Being machines, Loa can settle on any planet and don't have a population to manage per say, as each planet becomes its own separate being. Also, their fleets are based around a central Megalith unit that spits out differing combinations of ships depending on what the mission is. Along with the Loa (and all the race specific content to go with that), there's new tech and ship parts, an entire new tech tree, and some other bits and bobs.
So, while Kerberos has given the all clear signal - do we? The game still isn't 100% perfect, but if it had been in this state when it was initially released, then there probably wouldn’t have been as much backlash as there was. It might not have scored any better either, but then I’ve already fessed up to being lenient. I’d like to say my patience has been rewarded, but a year is a long time to wait for a game I was looking forward to so much.
TLDR: If you’re looking for some bottom line summaries, here are some bullet points to help you:
* Most of the launch-promised content is now implemented, with only some things likes scripted scenarios etc… still missing. More independent races need to be added as well.
* On the technical side, the game is pretty solid now. Little-to-no CTD’s or bugs, some AI quirkiness on both the tactical and strategic level but other than that fine. The game starts to run a little sluggish whilst clicking through turns the further you go on though.
*Lots of genuinely new content – The Loa Race (and all of the tech, ships, mechanics etc… to go with them), who are truly unique. New techs and parts etc... for all the other races as well, and lots of UI improvements.

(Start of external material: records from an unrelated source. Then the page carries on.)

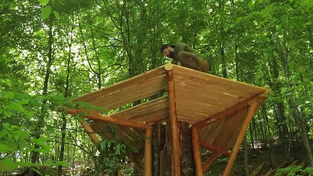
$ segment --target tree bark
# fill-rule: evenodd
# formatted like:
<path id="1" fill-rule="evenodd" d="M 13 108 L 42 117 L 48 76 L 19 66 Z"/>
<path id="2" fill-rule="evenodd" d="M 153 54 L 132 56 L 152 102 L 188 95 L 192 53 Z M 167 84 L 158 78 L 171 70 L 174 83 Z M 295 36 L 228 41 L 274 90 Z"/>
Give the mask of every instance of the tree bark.
<path id="1" fill-rule="evenodd" d="M 191 134 L 189 124 L 179 122 L 179 139 L 180 139 L 180 168 L 182 176 L 194 176 L 191 142 Z"/>
<path id="2" fill-rule="evenodd" d="M 265 3 L 263 2 L 263 4 L 264 8 L 266 8 L 266 5 Z M 276 28 L 272 24 L 271 24 L 272 25 L 272 26 L 270 28 L 271 32 L 276 42 L 276 49 L 281 62 L 283 68 L 284 69 L 285 76 L 287 81 L 286 82 L 287 85 L 288 87 L 291 88 L 293 85 L 289 81 L 290 75 L 289 66 L 288 63 L 288 49 L 285 46 L 284 54 L 280 44 L 280 39 L 276 32 Z M 297 111 L 296 105 L 293 99 L 293 92 L 291 92 L 291 89 L 288 89 L 288 93 L 289 94 L 288 102 L 291 109 L 291 113 L 299 130 L 299 132 L 306 152 L 310 165 L 311 167 L 313 166 L 313 153 L 312 153 L 312 150 L 310 145 L 310 140 L 306 126 L 306 119 L 305 117 L 301 116 Z"/>
<path id="3" fill-rule="evenodd" d="M 48 33 L 49 38 L 48 39 L 48 62 L 47 64 L 47 67 L 46 69 L 46 74 L 44 78 L 44 88 L 43 90 L 42 95 L 45 96 L 47 95 L 48 91 L 48 82 L 50 76 L 51 66 L 52 65 L 52 43 L 53 43 L 53 36 L 52 35 L 52 27 L 53 25 L 53 19 L 54 18 L 52 16 L 50 17 L 49 24 L 49 32 Z M 45 111 L 45 105 L 47 103 L 47 100 L 44 99 L 42 101 L 42 105 L 40 110 L 40 115 L 37 122 L 37 124 L 35 130 L 35 137 L 36 139 L 39 139 L 41 133 L 41 126 L 42 123 L 44 123 L 44 119 L 45 116 L 44 111 Z M 37 144 L 35 144 L 34 148 L 35 149 L 38 149 L 39 146 Z M 37 152 L 33 151 L 32 152 L 32 163 L 36 163 L 38 158 L 38 153 Z"/>

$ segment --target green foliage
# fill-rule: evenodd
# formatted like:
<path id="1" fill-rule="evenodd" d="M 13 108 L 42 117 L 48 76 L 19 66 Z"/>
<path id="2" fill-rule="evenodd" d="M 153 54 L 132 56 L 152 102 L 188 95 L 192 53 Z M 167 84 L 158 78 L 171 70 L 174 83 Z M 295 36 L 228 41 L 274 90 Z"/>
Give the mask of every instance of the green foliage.
<path id="1" fill-rule="evenodd" d="M 287 175 L 290 176 L 304 176 L 313 174 L 313 167 L 307 167 L 303 169 L 301 166 L 292 165 L 284 168 L 279 168 L 276 171 L 276 173 L 280 175 L 288 172 Z M 299 173 L 297 174 L 297 173 Z"/>
<path id="2" fill-rule="evenodd" d="M 37 0 L 37 1 L 40 3 L 44 6 L 48 5 L 48 6 L 44 8 L 41 11 L 41 17 L 42 19 L 44 20 L 48 18 L 51 14 L 51 11 L 53 12 L 53 14 L 56 18 L 57 19 L 60 18 L 60 15 L 59 13 L 56 11 L 53 10 L 52 8 L 49 4 L 49 0 Z"/>
<path id="3" fill-rule="evenodd" d="M 98 147 L 100 153 L 95 163 L 96 168 L 100 172 L 109 173 L 115 173 L 121 162 L 125 162 L 126 153 L 139 152 L 137 148 L 114 138 L 102 140 Z"/>

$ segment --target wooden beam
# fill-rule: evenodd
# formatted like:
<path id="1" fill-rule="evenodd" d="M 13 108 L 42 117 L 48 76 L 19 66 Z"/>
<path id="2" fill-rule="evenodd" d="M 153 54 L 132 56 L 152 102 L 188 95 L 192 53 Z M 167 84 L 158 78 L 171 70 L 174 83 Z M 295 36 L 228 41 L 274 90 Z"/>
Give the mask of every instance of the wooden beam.
<path id="1" fill-rule="evenodd" d="M 244 119 L 244 123 L 243 124 L 241 129 L 239 133 L 239 135 L 237 138 L 237 140 L 235 142 L 235 145 L 233 149 L 231 155 L 230 155 L 230 157 L 229 157 L 228 162 L 227 163 L 224 173 L 223 173 L 223 176 L 228 176 L 229 175 L 229 173 L 230 173 L 232 168 L 233 167 L 233 165 L 235 162 L 235 160 L 236 159 L 238 151 L 239 150 L 240 145 L 245 134 L 246 131 L 249 126 L 249 124 L 251 121 L 251 120 L 253 117 L 254 113 L 255 113 L 255 109 L 257 105 L 258 102 L 256 102 L 252 104 L 250 106 L 250 109 L 248 111 L 247 116 L 245 119 Z"/>
<path id="2" fill-rule="evenodd" d="M 173 65 L 168 64 L 165 65 L 166 70 L 166 78 L 168 91 L 169 105 L 170 108 L 170 117 L 171 119 L 172 130 L 173 171 L 174 176 L 180 176 L 180 166 L 179 132 L 176 116 L 176 101 L 175 100 L 175 91 L 174 88 L 174 77 Z"/>
<path id="3" fill-rule="evenodd" d="M 144 176 L 152 175 L 152 127 L 147 128 L 145 131 Z"/>
<path id="4" fill-rule="evenodd" d="M 126 155 L 127 156 L 127 155 Z M 138 161 L 137 160 L 137 158 L 133 156 L 127 156 L 127 157 L 130 158 L 130 160 L 131 161 L 131 162 L 132 163 L 134 164 L 134 165 L 135 167 L 135 168 L 137 170 L 138 173 L 140 174 L 141 175 L 144 175 L 144 172 L 143 168 L 141 167 L 141 166 L 140 165 L 140 164 L 139 163 Z M 129 163 L 130 163 L 130 162 Z"/>
<path id="5" fill-rule="evenodd" d="M 199 138 L 198 137 L 198 129 L 197 128 L 191 128 L 191 136 L 192 137 L 192 153 L 195 176 L 203 176 L 200 146 L 199 145 Z"/>
<path id="6" fill-rule="evenodd" d="M 76 114 L 84 112 L 80 110 L 71 109 L 66 111 L 66 112 L 69 114 Z M 151 127 L 151 126 L 144 123 L 139 123 L 129 120 L 122 120 L 112 117 L 109 116 L 102 114 L 89 114 L 84 116 L 85 116 L 93 119 L 98 120 L 107 123 L 114 123 L 117 125 L 123 125 L 126 127 L 144 130 L 147 128 Z"/>
<path id="7" fill-rule="evenodd" d="M 228 158 L 230 157 L 232 153 L 231 151 L 209 144 L 206 141 L 201 139 L 199 140 L 199 145 L 202 148 L 213 152 L 218 152 L 220 154 L 226 155 Z"/>
<path id="8" fill-rule="evenodd" d="M 202 171 L 203 172 L 203 175 L 205 173 L 205 171 L 208 169 L 208 168 L 220 154 L 221 153 L 219 152 L 214 152 L 203 163 L 202 165 Z"/>
<path id="9" fill-rule="evenodd" d="M 269 92 L 268 91 L 265 91 L 258 94 L 238 103 L 229 109 L 194 124 L 192 127 L 201 128 L 216 121 L 239 112 L 247 108 L 252 104 L 266 99 L 266 96 L 268 95 Z"/>
<path id="10" fill-rule="evenodd" d="M 94 133 L 94 131 L 91 129 L 90 126 L 87 122 L 84 121 L 80 120 L 79 121 L 82 126 L 87 132 L 87 134 L 89 136 L 89 137 L 91 140 L 91 141 L 98 148 L 98 144 L 99 144 L 99 139 L 97 137 L 95 133 Z"/>

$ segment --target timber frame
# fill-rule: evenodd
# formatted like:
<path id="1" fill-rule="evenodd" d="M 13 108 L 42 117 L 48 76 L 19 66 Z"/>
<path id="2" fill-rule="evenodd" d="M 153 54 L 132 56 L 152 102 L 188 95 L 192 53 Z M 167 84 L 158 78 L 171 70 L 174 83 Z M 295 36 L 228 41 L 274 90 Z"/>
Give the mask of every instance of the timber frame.
<path id="1" fill-rule="evenodd" d="M 144 176 L 152 175 L 152 125 L 169 120 L 172 173 L 174 176 L 180 176 L 178 122 L 188 122 L 192 124 L 196 176 L 203 175 L 221 154 L 229 158 L 223 176 L 229 175 L 249 124 L 269 93 L 266 88 L 168 64 L 72 101 L 87 102 L 109 111 L 166 91 L 167 96 L 117 112 L 107 115 L 100 114 L 102 112 L 90 112 L 85 116 L 94 120 L 94 124 L 89 125 L 82 120 L 80 122 L 97 146 L 99 139 L 95 133 L 104 139 L 110 137 L 99 132 L 101 128 L 104 129 L 105 123 L 117 125 L 120 138 L 130 140 L 144 150 L 144 168 L 135 159 L 141 153 L 137 156 L 133 153 L 127 156 L 139 173 Z M 66 111 L 72 114 L 84 112 L 86 111 L 74 109 Z M 145 140 L 141 144 L 143 139 Z M 200 147 L 213 152 L 203 164 Z M 119 172 L 118 173 L 121 175 Z"/>

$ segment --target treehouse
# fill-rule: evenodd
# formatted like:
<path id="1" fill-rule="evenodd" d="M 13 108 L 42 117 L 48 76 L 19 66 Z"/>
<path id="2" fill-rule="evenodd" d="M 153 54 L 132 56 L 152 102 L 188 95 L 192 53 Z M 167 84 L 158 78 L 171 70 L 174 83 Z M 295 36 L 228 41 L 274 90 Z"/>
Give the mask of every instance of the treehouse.
<path id="1" fill-rule="evenodd" d="M 164 92 L 107 115 L 89 111 L 85 116 L 92 124 L 80 122 L 91 132 L 88 134 L 96 145 L 99 140 L 95 133 L 110 139 L 115 134 L 101 132 L 106 124 L 116 125 L 121 140 L 141 149 L 127 156 L 142 176 L 203 175 L 220 155 L 228 158 L 223 175 L 228 175 L 249 124 L 269 93 L 266 88 L 169 64 L 73 101 L 108 111 Z M 71 109 L 67 113 L 82 111 Z M 205 162 L 200 148 L 212 151 Z M 143 166 L 136 159 L 141 157 Z"/>

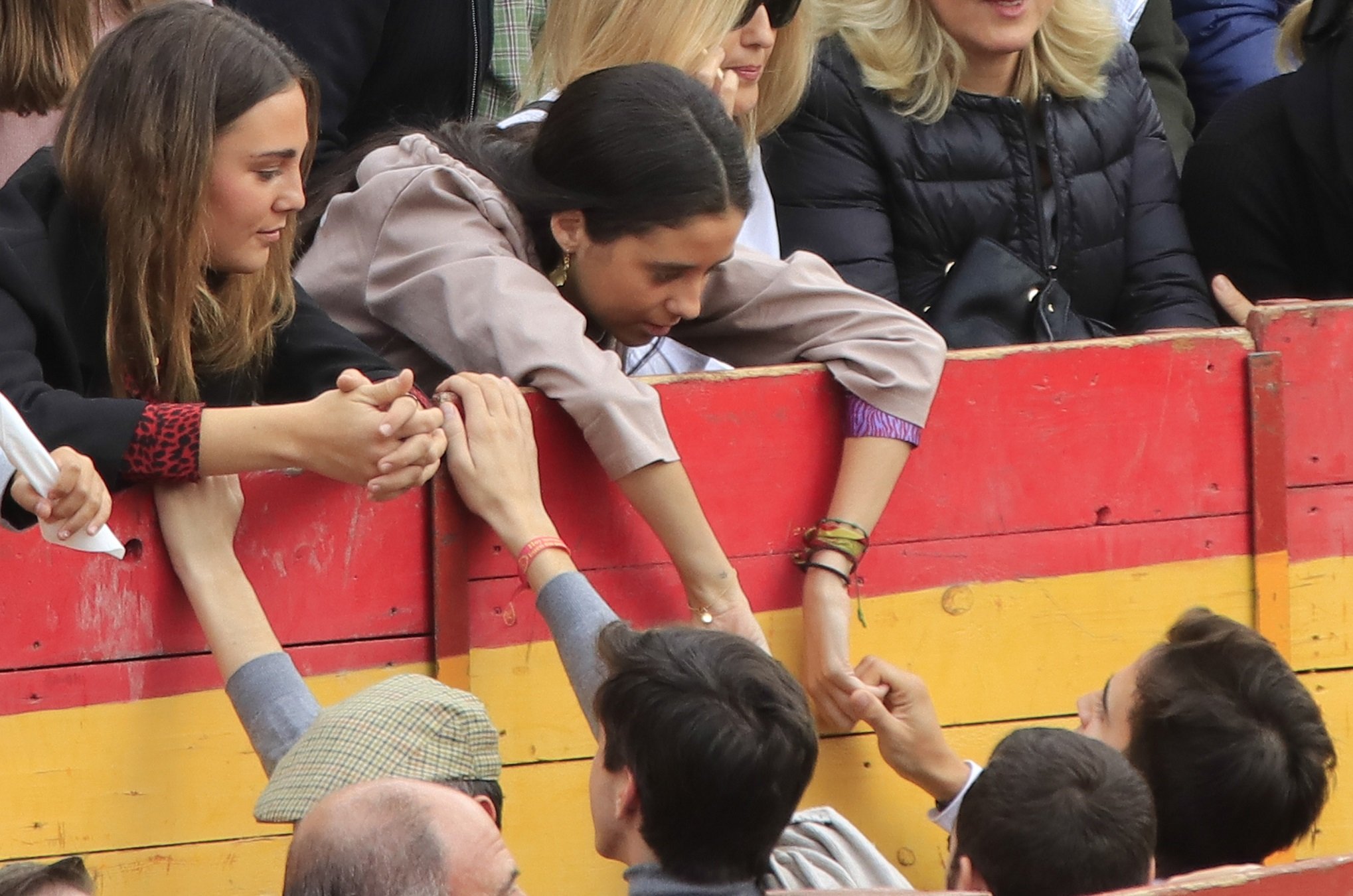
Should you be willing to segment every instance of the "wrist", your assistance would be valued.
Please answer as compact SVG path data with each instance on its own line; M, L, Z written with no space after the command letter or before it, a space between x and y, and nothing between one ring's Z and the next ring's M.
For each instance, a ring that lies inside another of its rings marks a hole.
M559 537L555 521L549 518L543 506L532 508L522 513L505 513L501 518L498 514L491 516L494 517L492 520L486 517L484 521L498 533L503 547L513 556L518 556L532 539Z

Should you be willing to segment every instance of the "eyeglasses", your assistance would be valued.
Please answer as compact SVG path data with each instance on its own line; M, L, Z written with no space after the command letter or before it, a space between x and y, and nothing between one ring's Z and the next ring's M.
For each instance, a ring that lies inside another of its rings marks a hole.
M737 20L733 30L746 27L762 7L766 7L766 15L770 16L770 27L783 28L794 20L800 3L802 0L748 0L747 8L743 9L743 18Z

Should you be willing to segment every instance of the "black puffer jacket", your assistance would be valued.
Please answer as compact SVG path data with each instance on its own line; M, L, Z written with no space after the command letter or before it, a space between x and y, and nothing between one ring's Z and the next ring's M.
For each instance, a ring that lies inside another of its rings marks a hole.
M959 92L923 125L865 87L839 38L817 61L802 108L764 146L783 252L816 252L851 284L920 313L946 265L989 237L1045 271L1057 265L1072 307L1120 333L1216 326L1130 47L1109 62L1104 99L1042 100L1054 240L1024 104Z

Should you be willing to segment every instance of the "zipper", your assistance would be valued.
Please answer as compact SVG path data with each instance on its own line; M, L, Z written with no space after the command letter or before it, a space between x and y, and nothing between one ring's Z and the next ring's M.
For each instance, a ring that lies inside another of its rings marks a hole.
M1035 229L1034 229L1034 231L1035 231L1035 236L1038 237L1038 264L1039 264L1040 268L1043 268L1043 272L1049 277L1051 277L1053 275L1057 273L1057 264L1055 264L1054 260L1049 259L1049 256L1047 256L1047 238L1045 237L1045 222L1043 222L1043 189L1042 189L1042 180L1038 176L1038 145L1036 145L1036 142L1034 139L1034 126L1030 122L1030 116L1024 114L1024 103L1022 100L1019 100L1019 99L1015 99L1013 103L1015 103L1016 114L1019 115L1020 127L1024 129L1024 153L1028 157L1030 177L1034 181L1034 212L1035 212L1034 214L1034 219L1035 219L1035 225L1036 225ZM1045 115L1043 120L1046 122L1047 120L1046 119L1046 115L1047 115L1047 96L1046 95L1043 97L1040 97L1040 100L1039 100L1039 111ZM1045 130L1045 134L1046 134L1046 130ZM1051 146L1049 146L1047 154L1049 154L1047 175L1049 175L1049 179L1051 179L1051 181L1053 181L1053 183L1049 184L1049 187L1053 191L1053 214L1055 215L1059 210L1057 208L1057 179L1053 177L1053 160L1051 160L1053 149L1051 149Z
M475 68L469 72L469 118L479 115L479 0L469 0L469 37L475 45Z

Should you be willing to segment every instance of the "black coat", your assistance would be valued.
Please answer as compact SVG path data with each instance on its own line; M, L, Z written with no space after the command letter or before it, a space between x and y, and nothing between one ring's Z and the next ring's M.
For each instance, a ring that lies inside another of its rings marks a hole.
M111 398L104 326L108 294L100 227L76 210L42 150L0 189L0 391L47 448L88 455L110 489L145 402ZM306 401L348 367L372 379L398 371L296 287L296 315L281 328L258 382L204 378L208 406Z
M1353 37L1212 116L1184 212L1203 269L1252 299L1353 296Z
M1124 47L1101 100L1045 96L1057 200L1045 234L1032 116L1015 99L959 92L934 125L865 87L846 45L824 42L808 97L764 146L782 249L821 254L851 284L920 313L980 237L1049 271L1072 307L1120 333L1216 326L1177 204L1150 91Z
M394 123L472 118L491 0L218 0L281 38L319 80L315 171Z

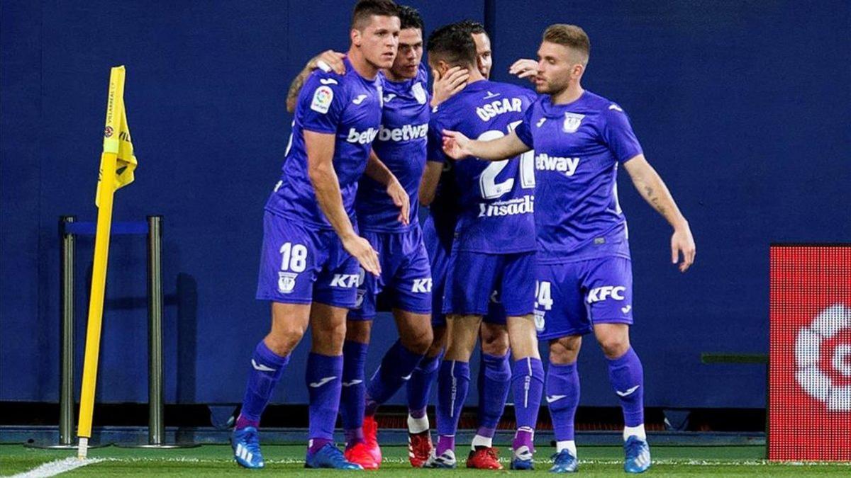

* Weak areas remain in the AI – both Strategic and Tactical when not being controlled directly. The diplomacy part of the game also seems a bit pointless at the moment – everything is generally better in multiplayer if you can get a good game going.
* Strong areas are the atmosphere, the freedom and creativity, and of course playing with new “toys”.
Some games are games of the imagination, where you sometimes have to fill in the blanks with internal narratives you create in your head. Sword of the Stars II is a strong example of this, and it requires a lot of patience, and a willingness to find your own fun. Whether this is a failing on the game's part is up to you - for me personally, despite not a lot happening for 500 turns, I haven’t really wanted to stop playing. Now of course I'm taking matters into my own hands - having reached Anti-Matter tech and built several powerful battle fleets (with my first Leviathan on the way) it's time to take this Sword off the shelf and cause some mischief.
Anyone who bought this game initially and didn't ask for a refund should get upgraded to the "Enhanced Edition" for free, so you'll have all this new content instantly. For those who got their money back or just avoided buying it, we'd say now is a good a time as any to get on board. The Enhanced Edition (titled End of Flesh to celebrate the Loa) is the same price as the original version was, and the game's only going to get better from here on out.
Old score: 6.5 (lenient)
New score: 7
Purchase recommendation: If you can get it cheap, all the better, but this wouldn't be the worst thing to spend 25 on.